Дифферент на нос устраняю теми же самыми рулями, и через горизонталь снова повторяю короткое выныривание со следующим сразу за ним нырком. Отлично. Так значительно веселее и наверняка существенно сокращается время на дорогу. Ну-ка, ещё разок! И ещё. Красота! Жалко, что настоящих крыльев к своему созданию я так и не озаботился приделать, а то бы можно было накренить кораблик на повороте наподобие самолёта в вираже. Скучно ведь маневрировать всегда блинчиком. А ещё бы я бочку крутнул.
***
Следующее воспоминание - я проснулся в своей каюте. Жуткое похмелье, для меня, в общем-то, нехарактерное. Не оттого, что я в хмельном деле так уж могуч, а просто отрубаюсь всегда задолго до того, как вберу в себя дозу, от которой утром ломит виски. Так что сушняк и небольшая неуверенность в движениях утром после пьянки - это, пожалуй, и весь набор болезненных симптомов, которые мой организм демонстрирует с бодуна. Но такого состояния, что сейчас навалилось на меня, не помню с молодости - я тогда быстрее заливал за воротник и частенько успевал нажраться до беспамятства раньше, чем падал с ног.

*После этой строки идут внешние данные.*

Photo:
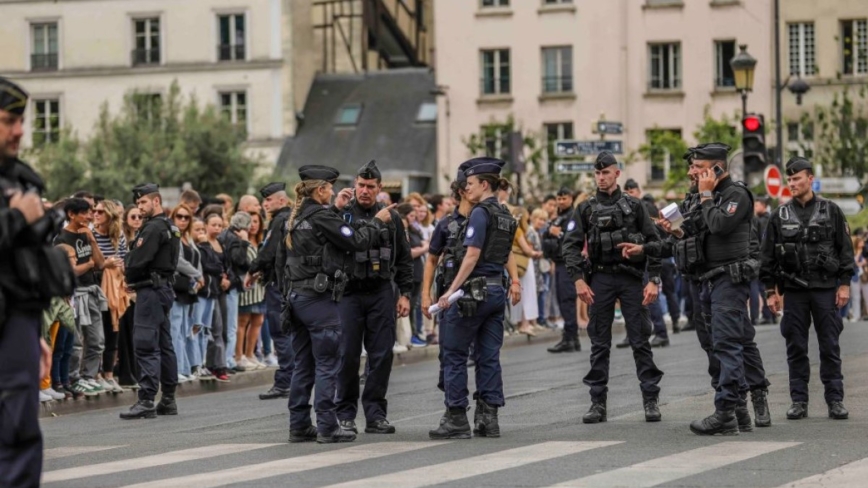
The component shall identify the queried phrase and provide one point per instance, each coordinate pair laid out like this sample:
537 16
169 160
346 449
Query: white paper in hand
434 309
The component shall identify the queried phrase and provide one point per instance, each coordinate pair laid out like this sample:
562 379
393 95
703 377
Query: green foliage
168 141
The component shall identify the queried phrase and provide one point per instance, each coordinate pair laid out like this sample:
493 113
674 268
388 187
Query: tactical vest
807 251
378 262
612 224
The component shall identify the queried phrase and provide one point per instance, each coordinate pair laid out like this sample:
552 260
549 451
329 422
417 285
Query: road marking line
679 465
478 465
61 452
243 474
149 461
849 475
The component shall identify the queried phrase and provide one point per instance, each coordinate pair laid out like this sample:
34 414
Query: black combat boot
456 426
742 414
760 400
723 422
307 434
487 425
652 410
837 411
143 409
596 414
167 405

- Рассольчику вот, дядя Петь, - Сашка Клёмин подаёт мне чашку.
Божественно. Что-то внутри словно оседает. Сижу и прислушиваюсь к собственному телу. Голова болит по-прежнему, но ровнее. А вот и подушка. Вытягиваюсь на животе и замираю. Мне всё ещё плохо, но уже не так беспробудно, как несколько минут назад. На этой мажорной ноте и смыкаю глаза.
***
Самочувствие у меня всё ещё неважное, но это только вялость в мышцах и головокружение, то есть - жить и бороться можно. С кем бороться? И для чего жить? Потом разберусь. Когда окончательно приду в себя. А сейчас в капитанской каюте в присутствии господ офицеров я тщательно собираю в кучку свои собственные мысли, чтобы не ляпнуть не подумав какую-нибудь глупость.
- Как же вы, батенька, умудрились так набраться? Просто уму непостижимо, куда могли вы упрятать сосуд с вином? Там же у вас теснота невообразимая! - Макаров выглядит раздражённым и встревоженным одновременно.
- Клянусь, Степан Осипович! Даже пробку не нюхал. Не путал меня бес, ей-ей.
- Может быть от кислорода опьянели, - это единственный мичман на весь наш почитай чисто лейтененантский корабельный офицериат - Подъяпольский. Он уже не юноша, ему также под тридцать, как и остальным, и, говорят, раньше он тоже был лейтенантом.
- Никак нет, Иван Иванович. Воздух у меня во всех баллонах. Тот самый, которым мы дышим. Чистого кислороду мне неоткуда взять.
- И что же, что воздух?! В кессонах вон тоже воздух, а только люди, что им под давлением дышат - хмелеют.
- Надо же! Вот не знал. Да только откуда же на моей подводной лодке взяться повышенному давлению? Она же у меня герметичная.
- А куда, Вы, милостивый государь воздух после выдоха деваете? - Макаров ехидно щурится.
- За борт через клапан выпускаю.
- Насосом выкачиваете?
- Сам уходит, - я бью себя по голове и отошедший куда-то ненадолго бодун - тут как тут. Начинает ломить виски, и я замираю от настигшей меня боли.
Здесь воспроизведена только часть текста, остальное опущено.